Aerobic metabolism estimates
Aerobic metabolic capacity was estimated from citrate synthase (EC 4.1.3.7) and
cytochrome c oxidase activities (EC 1.9.3.1), two mitochondrial enzymes well correlated to
the oxygen consumption in vertebrates and invertebrate tissues (Childress and Somero 1979;
Thuesen and Childress 1993; Thuesen and Childress 1994).

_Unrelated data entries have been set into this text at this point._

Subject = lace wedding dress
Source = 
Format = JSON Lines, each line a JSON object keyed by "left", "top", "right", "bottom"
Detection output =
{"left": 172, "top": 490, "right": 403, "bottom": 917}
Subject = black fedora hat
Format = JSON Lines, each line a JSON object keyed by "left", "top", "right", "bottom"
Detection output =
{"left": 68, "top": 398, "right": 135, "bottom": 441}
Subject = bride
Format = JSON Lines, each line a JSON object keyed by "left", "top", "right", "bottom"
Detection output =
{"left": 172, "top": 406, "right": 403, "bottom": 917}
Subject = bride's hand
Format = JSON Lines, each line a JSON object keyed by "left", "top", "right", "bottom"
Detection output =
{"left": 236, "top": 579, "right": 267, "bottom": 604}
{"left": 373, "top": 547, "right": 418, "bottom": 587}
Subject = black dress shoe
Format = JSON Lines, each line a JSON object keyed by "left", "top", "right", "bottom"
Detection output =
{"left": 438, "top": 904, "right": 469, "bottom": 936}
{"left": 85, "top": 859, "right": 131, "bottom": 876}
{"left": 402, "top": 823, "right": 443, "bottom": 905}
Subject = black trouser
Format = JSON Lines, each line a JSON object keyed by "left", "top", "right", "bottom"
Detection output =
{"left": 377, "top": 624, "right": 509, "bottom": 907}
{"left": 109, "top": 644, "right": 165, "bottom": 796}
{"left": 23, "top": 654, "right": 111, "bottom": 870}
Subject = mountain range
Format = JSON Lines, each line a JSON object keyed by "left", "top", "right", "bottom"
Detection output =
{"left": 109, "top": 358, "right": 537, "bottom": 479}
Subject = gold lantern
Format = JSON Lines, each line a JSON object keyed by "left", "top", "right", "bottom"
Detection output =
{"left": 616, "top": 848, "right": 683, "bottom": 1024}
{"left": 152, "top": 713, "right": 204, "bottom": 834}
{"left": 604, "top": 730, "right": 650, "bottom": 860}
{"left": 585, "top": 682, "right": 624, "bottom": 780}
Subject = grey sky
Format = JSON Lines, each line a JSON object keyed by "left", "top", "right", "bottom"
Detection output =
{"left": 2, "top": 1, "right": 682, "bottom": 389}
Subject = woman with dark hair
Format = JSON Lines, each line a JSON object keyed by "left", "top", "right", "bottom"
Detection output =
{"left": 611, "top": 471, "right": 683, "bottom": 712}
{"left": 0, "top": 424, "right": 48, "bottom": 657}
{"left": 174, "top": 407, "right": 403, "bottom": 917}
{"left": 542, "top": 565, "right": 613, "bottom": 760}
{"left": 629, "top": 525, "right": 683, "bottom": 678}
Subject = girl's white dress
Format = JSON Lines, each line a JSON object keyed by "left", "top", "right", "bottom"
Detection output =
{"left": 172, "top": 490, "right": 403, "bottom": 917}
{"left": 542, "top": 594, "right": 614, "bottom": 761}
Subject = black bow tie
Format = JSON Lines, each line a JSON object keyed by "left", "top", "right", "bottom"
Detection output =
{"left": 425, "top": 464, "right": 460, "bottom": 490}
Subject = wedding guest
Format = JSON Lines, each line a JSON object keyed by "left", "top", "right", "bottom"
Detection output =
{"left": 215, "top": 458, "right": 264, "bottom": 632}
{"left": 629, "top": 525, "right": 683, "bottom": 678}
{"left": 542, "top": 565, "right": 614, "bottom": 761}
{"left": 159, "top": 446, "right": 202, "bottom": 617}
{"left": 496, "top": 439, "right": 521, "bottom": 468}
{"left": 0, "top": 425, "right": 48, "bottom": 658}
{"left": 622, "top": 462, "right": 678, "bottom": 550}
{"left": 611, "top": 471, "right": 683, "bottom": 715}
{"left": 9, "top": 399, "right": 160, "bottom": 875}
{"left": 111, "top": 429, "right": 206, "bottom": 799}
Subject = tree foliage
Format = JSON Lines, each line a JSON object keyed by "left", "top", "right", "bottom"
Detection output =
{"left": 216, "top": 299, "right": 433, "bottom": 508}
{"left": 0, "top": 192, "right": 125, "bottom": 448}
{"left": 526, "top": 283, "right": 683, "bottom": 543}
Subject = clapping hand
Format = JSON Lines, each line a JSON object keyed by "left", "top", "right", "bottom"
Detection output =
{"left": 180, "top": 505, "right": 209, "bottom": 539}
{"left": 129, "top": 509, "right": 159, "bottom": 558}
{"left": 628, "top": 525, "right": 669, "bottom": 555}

Citrate synthase activity was measured according to the protocol of Sheperd and Garland
(1969) modified for multiwell plates. Twenty µl of diluted sample were added to 160 µl of
Tris-HCl buffer (100 mmol l-1, pH = 8.0) containing 15 µmol l-1 of 5,5’-dithio-bis(2nitrobenzoic acid) (DTNB) and 25 µmol l-1 acetyl-CoA. Consumption of acetyl-CoA was
followed at 420 nm after adding 20 µl oxaloacetate 50 µmol l-1 (25°C). CS activity was
estimated using the molar extinction coefficient of DTNB (13.600 mol.l-1.cm-1) and expressed
in international units (µmol DTNB consumed.min-1).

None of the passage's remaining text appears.